The question tells me to use the distance formula to find the equation of a parabola..

I've gotten down the step where I expand..
This is what I have to expand:

(x-2)^2+y^2=(y+7)^2

I'm horrible with expanding, can you help me please?

Bear with me for a minute, as we go back to basics. "Expanding", as you call it, is really just multiplication. Grab a pencil and a piece of paper and multiply two numbers together: 43 x 12. Do it the old fashioned way you learned when you were younger. You should end up with something like this:

\begin{matrix} & & & & 4 & 3\\ & \times & & & 1 & 2\end{matrix}
\overline{\begin{matrix} & & 8 & 6\\ + & 4 & 3 & \end{matrix}}
\overline{\begin{matrix} & & & 5 & 1 & 6\end{matrix}}


Notice that the final step to get the answer is to add a couple of numbers together? There's actually even more addition going on than you usually think about. When we write a 2-digit number like 43, what we're really saying is (40 + 3). The 4 represents the 10's place (hence its real value is 40, not 4), while the 3 represents the 1's place. Ultimately, when we end up adding 86 + 430 to get our final result, we're really saying (80 + 6) + (400 + 30).

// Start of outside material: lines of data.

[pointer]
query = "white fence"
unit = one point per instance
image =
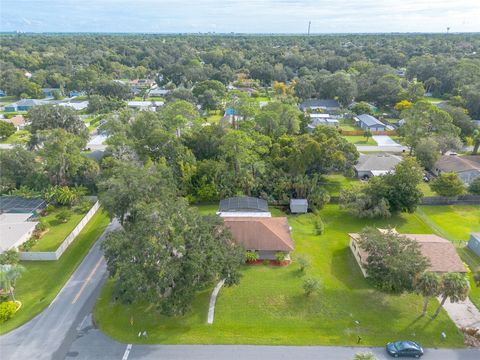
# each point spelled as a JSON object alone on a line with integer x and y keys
{"x": 55, "y": 255}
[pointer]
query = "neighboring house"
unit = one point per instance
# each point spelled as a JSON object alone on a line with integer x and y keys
{"x": 322, "y": 119}
{"x": 16, "y": 225}
{"x": 375, "y": 165}
{"x": 243, "y": 207}
{"x": 18, "y": 121}
{"x": 24, "y": 105}
{"x": 74, "y": 93}
{"x": 266, "y": 236}
{"x": 467, "y": 167}
{"x": 298, "y": 206}
{"x": 144, "y": 105}
{"x": 158, "y": 92}
{"x": 325, "y": 105}
{"x": 474, "y": 243}
{"x": 440, "y": 253}
{"x": 369, "y": 122}
{"x": 75, "y": 105}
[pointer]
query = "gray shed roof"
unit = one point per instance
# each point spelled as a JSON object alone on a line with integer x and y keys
{"x": 369, "y": 120}
{"x": 379, "y": 162}
{"x": 243, "y": 204}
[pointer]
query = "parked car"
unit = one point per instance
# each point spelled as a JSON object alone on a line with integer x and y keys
{"x": 404, "y": 349}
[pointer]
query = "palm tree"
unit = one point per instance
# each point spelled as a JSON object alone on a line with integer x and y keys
{"x": 428, "y": 285}
{"x": 8, "y": 277}
{"x": 454, "y": 286}
{"x": 476, "y": 141}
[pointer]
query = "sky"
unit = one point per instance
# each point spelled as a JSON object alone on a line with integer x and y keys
{"x": 240, "y": 16}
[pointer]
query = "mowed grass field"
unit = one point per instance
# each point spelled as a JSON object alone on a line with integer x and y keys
{"x": 269, "y": 305}
{"x": 42, "y": 280}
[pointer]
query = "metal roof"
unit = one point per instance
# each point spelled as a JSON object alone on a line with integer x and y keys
{"x": 16, "y": 204}
{"x": 369, "y": 120}
{"x": 243, "y": 204}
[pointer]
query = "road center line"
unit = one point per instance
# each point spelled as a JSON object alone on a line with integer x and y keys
{"x": 127, "y": 352}
{"x": 87, "y": 281}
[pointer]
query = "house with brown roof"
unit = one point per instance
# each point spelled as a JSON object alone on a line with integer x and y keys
{"x": 440, "y": 253}
{"x": 467, "y": 167}
{"x": 264, "y": 235}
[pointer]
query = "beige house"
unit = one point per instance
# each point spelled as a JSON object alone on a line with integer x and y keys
{"x": 440, "y": 252}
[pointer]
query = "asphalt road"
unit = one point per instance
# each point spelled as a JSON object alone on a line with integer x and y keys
{"x": 93, "y": 344}
{"x": 50, "y": 334}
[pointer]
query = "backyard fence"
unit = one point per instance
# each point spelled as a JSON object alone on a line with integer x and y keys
{"x": 55, "y": 255}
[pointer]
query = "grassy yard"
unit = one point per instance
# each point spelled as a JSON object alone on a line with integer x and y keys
{"x": 360, "y": 140}
{"x": 455, "y": 223}
{"x": 335, "y": 183}
{"x": 269, "y": 307}
{"x": 19, "y": 137}
{"x": 42, "y": 280}
{"x": 57, "y": 231}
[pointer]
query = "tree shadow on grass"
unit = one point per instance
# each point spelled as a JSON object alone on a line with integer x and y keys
{"x": 345, "y": 268}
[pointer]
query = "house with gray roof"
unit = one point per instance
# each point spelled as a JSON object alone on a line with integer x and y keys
{"x": 467, "y": 167}
{"x": 24, "y": 105}
{"x": 327, "y": 105}
{"x": 369, "y": 122}
{"x": 375, "y": 165}
{"x": 298, "y": 206}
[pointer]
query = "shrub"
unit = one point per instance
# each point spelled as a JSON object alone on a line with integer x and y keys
{"x": 64, "y": 215}
{"x": 303, "y": 262}
{"x": 280, "y": 256}
{"x": 474, "y": 187}
{"x": 10, "y": 257}
{"x": 251, "y": 256}
{"x": 319, "y": 226}
{"x": 7, "y": 310}
{"x": 310, "y": 286}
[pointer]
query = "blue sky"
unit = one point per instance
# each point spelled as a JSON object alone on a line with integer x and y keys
{"x": 247, "y": 16}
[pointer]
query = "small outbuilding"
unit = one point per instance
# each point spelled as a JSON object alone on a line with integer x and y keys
{"x": 298, "y": 206}
{"x": 474, "y": 243}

So now let's do the same multiplication a little bit differently - the way we'd do it if these were two algebraic binomials that we were "expanding".

43 x 12 = (40 + 3) x (10 + 2)

To "expand" this product, we have to take each number in the first set of parentheses and multiply it by every number in the second set of parentheses, then add them all up. You can think of it like two soccer teams that have to shake hands after a game. Every person on each team has to shake hands with every person on the other team.

For binomials, where there are exactly two things within each set of parentheses, the shortcut most people try to remember is F.O.I.L., which stands for First, Outer, Inner, Last, meaning that you multiply the first number from each set of parentheses together, then you add the product of the outer two numbers (the first number from the first set times the second number of the second set), then the product of the inner numbers, followed by the product of the last numbers from each set.

Let's try it with our example:

(40 + 3) x (10 + 2)
F + O + I + L = (40 x 10) + (40 x 2) + (3 x 10) + (3 x 2) = 400 + 80 + 30 + 6 = 516

Not only did we get the same answer as the "old fashioned" way of multiplying, we even ended up adding the same set of numbers together to get there!

Okay, now that we've reviewed the process for plain ol' numbers, let's do the same thing with real algebra like the problem you've posted.

First, let's expand that first term (x-2)^2.

(x-2)^2=\left (x-2 \right ) \left (x-2 \right )=\left (x + (-2) \right ) \left (x + (-2) \right )

F+O+I+L = \left (x\cdot x \right )+\left (x\cdot (-2) \right )+\left ((-2)\cdot x \right )+\left ((-2)\cdot (-2) \right )=x^2 - 2x - 2x + 4 = x^2 -4x +4

Now can you do the same thing for the right side of the equation, (y+7)^2?

Once you've done that, you just have to solve the equation for y. You should find that the y^2 terms cancel out, and you're just left with something of the form y = ax^2 + bx + c (in other words, a parabola).

Can you tell me the final equation you get?